Ц.П. Короленко, можно сказать, был «человеком мира», мог жить в любой стране мира и чувствовать себя в ней, как «в своей тарелке». Он любил погружаться в быт и культуру другой нации, другой страны, в другой язык. Помню, как он весело и артистично рассказывал на кафедре свои впечатления от посещения горных киргизов, когда ему, как важному гостю, пришлось съесть сырой глаз барана.
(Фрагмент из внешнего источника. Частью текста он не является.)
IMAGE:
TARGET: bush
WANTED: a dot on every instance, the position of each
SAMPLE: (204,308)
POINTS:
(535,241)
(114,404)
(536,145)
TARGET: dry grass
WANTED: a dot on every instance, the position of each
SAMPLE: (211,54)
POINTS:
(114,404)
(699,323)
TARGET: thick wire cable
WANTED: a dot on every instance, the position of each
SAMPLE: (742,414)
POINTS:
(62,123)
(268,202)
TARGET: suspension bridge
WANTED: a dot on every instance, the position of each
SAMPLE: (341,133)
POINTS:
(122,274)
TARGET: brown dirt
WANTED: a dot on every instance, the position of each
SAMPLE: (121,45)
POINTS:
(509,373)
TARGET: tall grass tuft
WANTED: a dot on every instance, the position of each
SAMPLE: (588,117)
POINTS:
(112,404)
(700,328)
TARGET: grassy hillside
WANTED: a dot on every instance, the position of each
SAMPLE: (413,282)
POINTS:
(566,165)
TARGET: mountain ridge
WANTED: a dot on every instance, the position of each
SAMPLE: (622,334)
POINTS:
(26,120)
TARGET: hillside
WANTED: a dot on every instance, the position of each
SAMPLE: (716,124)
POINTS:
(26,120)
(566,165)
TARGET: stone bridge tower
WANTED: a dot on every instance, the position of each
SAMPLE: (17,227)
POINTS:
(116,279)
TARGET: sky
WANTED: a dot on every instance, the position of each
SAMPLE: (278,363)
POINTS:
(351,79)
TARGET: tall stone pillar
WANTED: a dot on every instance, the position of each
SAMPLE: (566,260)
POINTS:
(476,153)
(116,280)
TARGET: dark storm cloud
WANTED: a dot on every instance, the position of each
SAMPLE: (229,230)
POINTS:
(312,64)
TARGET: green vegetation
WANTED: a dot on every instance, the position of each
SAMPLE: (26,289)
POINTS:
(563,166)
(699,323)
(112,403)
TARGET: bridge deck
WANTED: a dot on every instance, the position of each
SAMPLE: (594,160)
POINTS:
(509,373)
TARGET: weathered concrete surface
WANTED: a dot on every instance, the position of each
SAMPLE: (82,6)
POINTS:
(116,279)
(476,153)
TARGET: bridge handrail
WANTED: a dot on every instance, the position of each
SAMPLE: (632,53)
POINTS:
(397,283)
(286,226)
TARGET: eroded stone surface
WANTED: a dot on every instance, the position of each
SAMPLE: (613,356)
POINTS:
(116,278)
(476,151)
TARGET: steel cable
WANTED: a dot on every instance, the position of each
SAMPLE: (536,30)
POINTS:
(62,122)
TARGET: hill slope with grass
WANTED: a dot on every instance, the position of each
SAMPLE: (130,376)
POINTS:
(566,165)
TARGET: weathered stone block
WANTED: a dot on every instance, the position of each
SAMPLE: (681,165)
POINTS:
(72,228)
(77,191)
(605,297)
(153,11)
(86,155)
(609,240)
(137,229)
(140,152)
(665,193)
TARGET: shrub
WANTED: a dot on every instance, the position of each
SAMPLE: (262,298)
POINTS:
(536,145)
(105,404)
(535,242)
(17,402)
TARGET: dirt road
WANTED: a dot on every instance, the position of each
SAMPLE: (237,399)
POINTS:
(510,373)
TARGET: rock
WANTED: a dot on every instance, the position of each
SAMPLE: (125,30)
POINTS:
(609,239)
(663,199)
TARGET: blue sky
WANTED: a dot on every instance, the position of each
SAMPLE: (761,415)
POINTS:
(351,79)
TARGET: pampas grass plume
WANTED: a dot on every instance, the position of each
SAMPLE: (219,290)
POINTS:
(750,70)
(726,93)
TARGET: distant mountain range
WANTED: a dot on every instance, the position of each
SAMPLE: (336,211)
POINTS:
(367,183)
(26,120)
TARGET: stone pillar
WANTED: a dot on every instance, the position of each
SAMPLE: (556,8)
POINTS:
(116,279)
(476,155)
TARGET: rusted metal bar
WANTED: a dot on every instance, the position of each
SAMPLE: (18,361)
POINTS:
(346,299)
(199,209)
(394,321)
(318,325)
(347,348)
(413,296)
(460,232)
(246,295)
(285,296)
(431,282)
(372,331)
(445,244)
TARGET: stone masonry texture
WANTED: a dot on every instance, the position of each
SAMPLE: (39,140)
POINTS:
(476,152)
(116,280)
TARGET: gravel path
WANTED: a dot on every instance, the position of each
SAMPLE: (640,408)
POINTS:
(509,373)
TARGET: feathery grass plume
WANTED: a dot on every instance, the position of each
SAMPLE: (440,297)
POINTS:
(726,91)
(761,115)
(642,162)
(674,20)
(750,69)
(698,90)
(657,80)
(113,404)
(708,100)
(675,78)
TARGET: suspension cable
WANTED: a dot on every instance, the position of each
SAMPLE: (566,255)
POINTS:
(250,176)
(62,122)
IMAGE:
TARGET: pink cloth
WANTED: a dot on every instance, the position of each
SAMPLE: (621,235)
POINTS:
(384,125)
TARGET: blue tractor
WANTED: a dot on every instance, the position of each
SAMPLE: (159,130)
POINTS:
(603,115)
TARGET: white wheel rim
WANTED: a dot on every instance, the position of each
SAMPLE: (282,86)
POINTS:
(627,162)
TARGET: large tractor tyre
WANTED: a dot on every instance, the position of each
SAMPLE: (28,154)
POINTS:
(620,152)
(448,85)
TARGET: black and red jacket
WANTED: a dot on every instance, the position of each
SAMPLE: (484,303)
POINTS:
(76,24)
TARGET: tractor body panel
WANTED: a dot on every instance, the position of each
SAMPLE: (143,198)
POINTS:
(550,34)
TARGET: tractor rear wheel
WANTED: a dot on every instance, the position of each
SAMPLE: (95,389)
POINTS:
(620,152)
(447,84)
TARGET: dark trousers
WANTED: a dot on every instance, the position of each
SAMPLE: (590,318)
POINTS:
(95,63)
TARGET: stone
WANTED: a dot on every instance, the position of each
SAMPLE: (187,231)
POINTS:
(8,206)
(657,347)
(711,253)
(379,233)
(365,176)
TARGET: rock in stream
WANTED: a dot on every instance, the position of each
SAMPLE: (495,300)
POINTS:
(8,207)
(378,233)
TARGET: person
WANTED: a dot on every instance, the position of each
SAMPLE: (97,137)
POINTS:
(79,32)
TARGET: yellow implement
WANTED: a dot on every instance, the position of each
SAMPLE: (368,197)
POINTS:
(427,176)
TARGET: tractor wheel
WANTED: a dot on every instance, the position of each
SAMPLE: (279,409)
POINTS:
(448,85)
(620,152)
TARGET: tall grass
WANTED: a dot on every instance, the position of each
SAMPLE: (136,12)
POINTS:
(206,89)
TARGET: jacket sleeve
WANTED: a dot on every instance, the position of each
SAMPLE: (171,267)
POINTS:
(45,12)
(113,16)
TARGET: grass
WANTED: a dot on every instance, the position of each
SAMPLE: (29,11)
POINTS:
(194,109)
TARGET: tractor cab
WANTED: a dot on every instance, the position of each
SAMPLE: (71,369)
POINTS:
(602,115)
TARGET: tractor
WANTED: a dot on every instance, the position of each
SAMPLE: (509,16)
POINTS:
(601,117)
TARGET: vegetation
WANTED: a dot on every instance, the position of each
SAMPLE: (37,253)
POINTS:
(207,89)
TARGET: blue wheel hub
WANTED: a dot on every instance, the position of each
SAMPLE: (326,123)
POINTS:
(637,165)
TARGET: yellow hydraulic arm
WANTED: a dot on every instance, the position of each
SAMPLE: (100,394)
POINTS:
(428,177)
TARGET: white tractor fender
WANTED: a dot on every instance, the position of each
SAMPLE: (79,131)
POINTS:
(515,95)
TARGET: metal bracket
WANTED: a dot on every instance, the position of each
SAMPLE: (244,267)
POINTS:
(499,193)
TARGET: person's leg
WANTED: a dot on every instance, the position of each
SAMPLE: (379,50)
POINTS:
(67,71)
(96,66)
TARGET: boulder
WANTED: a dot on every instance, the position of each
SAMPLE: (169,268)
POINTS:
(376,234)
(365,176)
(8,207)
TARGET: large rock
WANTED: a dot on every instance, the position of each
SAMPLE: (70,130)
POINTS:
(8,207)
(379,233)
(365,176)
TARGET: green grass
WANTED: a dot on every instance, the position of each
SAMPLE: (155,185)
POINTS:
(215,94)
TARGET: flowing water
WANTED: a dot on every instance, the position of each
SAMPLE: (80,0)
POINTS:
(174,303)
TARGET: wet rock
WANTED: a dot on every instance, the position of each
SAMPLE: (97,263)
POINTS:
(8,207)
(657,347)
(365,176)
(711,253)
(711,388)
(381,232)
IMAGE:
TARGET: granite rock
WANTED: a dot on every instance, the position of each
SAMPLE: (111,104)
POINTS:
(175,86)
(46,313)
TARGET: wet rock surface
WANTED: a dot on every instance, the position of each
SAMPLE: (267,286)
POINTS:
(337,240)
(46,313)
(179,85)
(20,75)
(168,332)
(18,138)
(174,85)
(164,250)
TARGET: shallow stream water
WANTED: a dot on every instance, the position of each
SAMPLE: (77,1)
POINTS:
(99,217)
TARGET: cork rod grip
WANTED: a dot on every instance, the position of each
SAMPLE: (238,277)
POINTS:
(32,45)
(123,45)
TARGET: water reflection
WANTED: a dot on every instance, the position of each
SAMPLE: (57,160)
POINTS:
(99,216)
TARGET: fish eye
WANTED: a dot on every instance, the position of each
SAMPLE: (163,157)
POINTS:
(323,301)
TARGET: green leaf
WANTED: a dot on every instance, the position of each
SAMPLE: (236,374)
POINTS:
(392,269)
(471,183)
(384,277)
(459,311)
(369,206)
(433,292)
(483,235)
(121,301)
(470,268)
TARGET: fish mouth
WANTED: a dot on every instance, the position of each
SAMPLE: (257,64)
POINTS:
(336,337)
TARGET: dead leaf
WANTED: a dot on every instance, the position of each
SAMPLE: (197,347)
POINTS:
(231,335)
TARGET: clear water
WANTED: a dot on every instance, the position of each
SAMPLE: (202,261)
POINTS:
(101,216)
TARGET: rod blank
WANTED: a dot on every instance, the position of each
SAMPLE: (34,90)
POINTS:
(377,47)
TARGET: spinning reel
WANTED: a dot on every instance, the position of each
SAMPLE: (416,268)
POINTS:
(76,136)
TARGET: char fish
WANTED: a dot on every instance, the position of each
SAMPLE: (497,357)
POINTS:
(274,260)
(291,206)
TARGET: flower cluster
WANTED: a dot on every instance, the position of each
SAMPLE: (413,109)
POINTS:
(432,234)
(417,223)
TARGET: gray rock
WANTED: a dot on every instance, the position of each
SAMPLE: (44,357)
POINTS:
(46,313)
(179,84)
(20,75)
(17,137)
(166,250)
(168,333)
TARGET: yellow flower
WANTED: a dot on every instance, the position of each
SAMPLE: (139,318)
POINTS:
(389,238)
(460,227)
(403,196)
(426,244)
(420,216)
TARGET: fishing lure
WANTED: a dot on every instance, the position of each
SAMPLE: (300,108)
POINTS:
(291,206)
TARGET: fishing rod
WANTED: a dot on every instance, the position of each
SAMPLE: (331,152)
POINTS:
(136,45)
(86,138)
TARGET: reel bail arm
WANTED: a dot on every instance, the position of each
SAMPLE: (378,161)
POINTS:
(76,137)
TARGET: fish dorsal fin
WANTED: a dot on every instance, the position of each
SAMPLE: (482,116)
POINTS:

После возвращения из Мексики он в мельчайших деталях рассказывал о дегустации текилы, которой тогда ещё не было в продаже, и никто не знал, что это за такой «сок голубой агавы». Специалист по сивушным маслам (его докторская диссертация) и мастер интроспекции, он живейшим образом описал свой психосоматический статус после дегустации так, что ему бы позавидовал гений устных рассказов Ираклий Андроников. Я бы не удивился, узнав, что в Японии он пробовал опасную рыбу фугу. В научной психиатрии его всегда больше всего привлекали кросс-культуральные исследования. Как я понимаю сейчас, именно в этих исследованиях он видел признаки научности самой психиатрии, когда в этих исследованиях смысл и значение симптома психического заболевания переставали зависеть «от местных особенностей» жизни больного, а были причинно связаны с теорией общей патологии.

Цезарь Петрович умел очень хорошо слушать и умел очень интересно рассказывать, привлекая внимание своих слушателей. Он никогда не читал лекции по бумаге или по конспектам, всегда смотрел на слушателей и улавливал мгновенные реакции на свои слова. На моей памяти он никогда не занимался тем, что называется психотерапией, имея в виду какой-либо вид, направление или «модальность психотерапии», и свои беседы с больными он не называл психотерапией. У него была «необъявленная психотерапия», а именно – целительная беседа с больным человеком.

В беседах один на один, он иногда говорил мне, что специально тренирует в себе навык думать на разных языках. Если удаётся одну и ту же тему продумать на 3-4 языках, то представление об этой теме очищаются от категоричности, от «речевых постулатов» и метафоризации, от теорий, которые в психологии, психотерапии и психиатрии всегда связаны с языком. В личном плане способность любое событие обдумывать на разных языках давало эффект спокойствия и мудрого отношения к реальной действительности.

Вот таким человеком культуры останется у меня в памяти профессор психиатрии Цезарь Петрович Короленко.

Ссылки и список литературы:

[1] В.М. Банщиков, Ц. П. Короленко, В.Ю. Завьялов. Эмоции и воображение. Москва, 1975

[2] В.М. Банщиков, Ц. П. Короленко, И. В. Давыдов. Общая психопатология (учебное пособие для студентов медицинских институтов). Москва. — 1971. — 176 с.